It has been determined by the United States and European Union (EU) that a number of Russian banks will be shut off from the key international payment gateway, SWIFT, as part of economic sanctions on Russia. For Russia’s central bank, the assets will be frozen, limiting Moscow’s access to its international reserves.
According to a joint statement, the goal of the actions is to “further isolate Russia from the international financial system.”
Because of the country’s heavy reliance on the SWIFT platform for its vital natural resource transactions, including payments for its oil and gas exports, these joint sanctions are expected to have a significant impact on Russia. In the financial industry, cutting off a country from SWIFT is similar to restricting the nation’s Internet connection.
Iran was the only country to have been cut off from SWIFT before this incident. One-third of the country’s exports were impacted as a result. Only a few Russian banks have been included in the sanctions against Russia so far. In order to avoid escalating the situation, the US and its allies have decided not to extend the ban to cover the entire country.
What is SWIFT?
Money transfers, such as international wire transfers, are made possible by the SWIFT system. SWIFT is an acronym for the Society for Worldwide Interbank Financial Telecommunication.
It is true that SWIFT does not transport money, but rather provides secure financial messaging services to more than 11,000 banks in more than 200 countries to verify transaction details. Central banks from eleven industrial countries, including the United States and the European Union (EU), are in charge of overseeing it.
What does the move aim to achieve?
Withdrawing Russian banks from SWIFT is likely to have a significant impact on the country’s economy, forcing it to rely on “the telephone or a fax machine,” as the White House put it.
Sergei Aleksashenko, a former deputy chairman of the Russian Central Bank, predicted a “catastrophe” on the Russian currency market for Monday. EU President Ursula von der Leyen claimed that paralyzing Russia’s central bank’s assets would prevent the Kremlin from deploying its “war chest,” which she referred to as the country’s FX reserves.

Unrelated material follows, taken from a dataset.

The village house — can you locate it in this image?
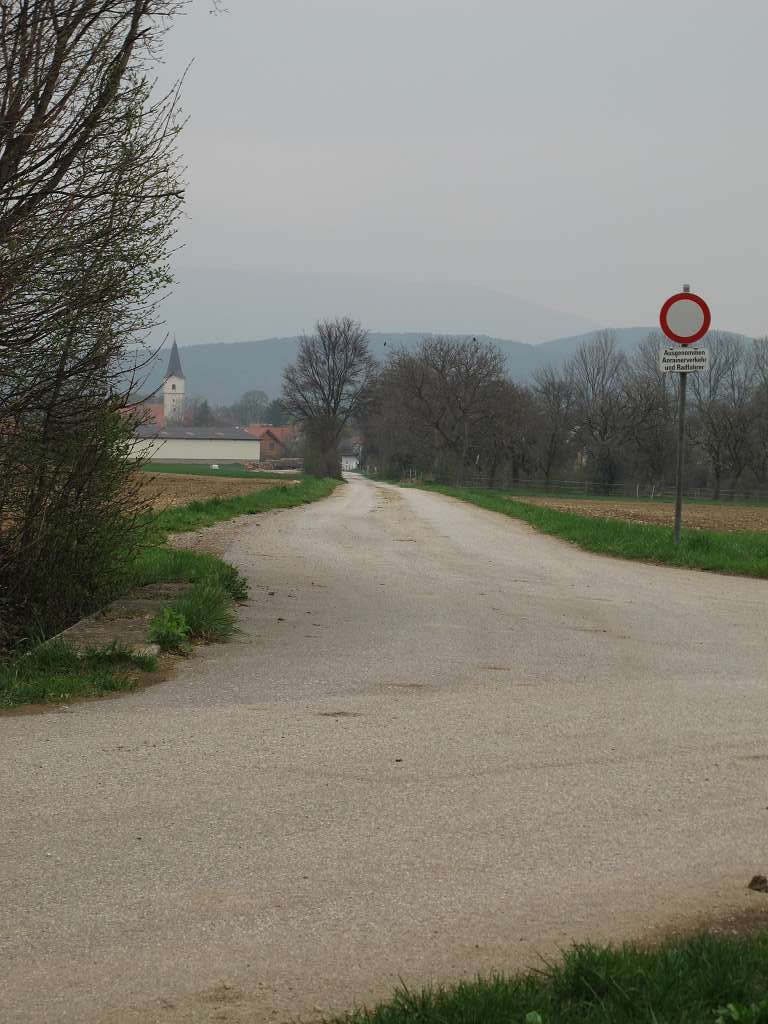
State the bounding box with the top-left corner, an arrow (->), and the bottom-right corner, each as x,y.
244,423 -> 299,460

Some of the institutions affected include “all those previously sanctioned by the international community” and “additional institutions, as appropriate,” according to an official German spokesperson reported on the BBC. Some Russian banks have been targeted in order to preserve the prospect of further penalties open, while also making sure that the sanctions have as big an impact on Moscow as possible while avoiding a significant impact on European corporations who use Russian banks to pay for their gas imports. Additionally, Russia’s central bank will be unable to use its foreign reserves to mitigate the impact of sanctions as a result of the restrictions placed on it.
Since the previous round of sanctions in 2014, Moscow has been building up a reserve of foreign currency, which reached a record level of $630 billion in January 2022. Experts predict that the new policies will drastically reduce the country’s central bank’s available reserves.
Efforts to circumvent SWIFT have been made, however, none have been successful. Russian financial institutions have been working on SWIFT alternatives over the last seven years, notably SPFS (System for Transfer of Financial Messages), designed by the Central Bank of Russia. The Russians and the Chinese are reportedly working together on a project that could challenge SWIFT.
Is it possible for Moscow to take advantage of the partial ban, which could soon be expanded to a full one, on this platform?
While it may take some time for the embargo to have an effect, it is crucial that Western nations demonstrate a firm stance. Denys Shmyhal, Ukraine’s Prime Minister, described the fresh economic penalties as a “great aid during this dark moment” in response to the sanctions.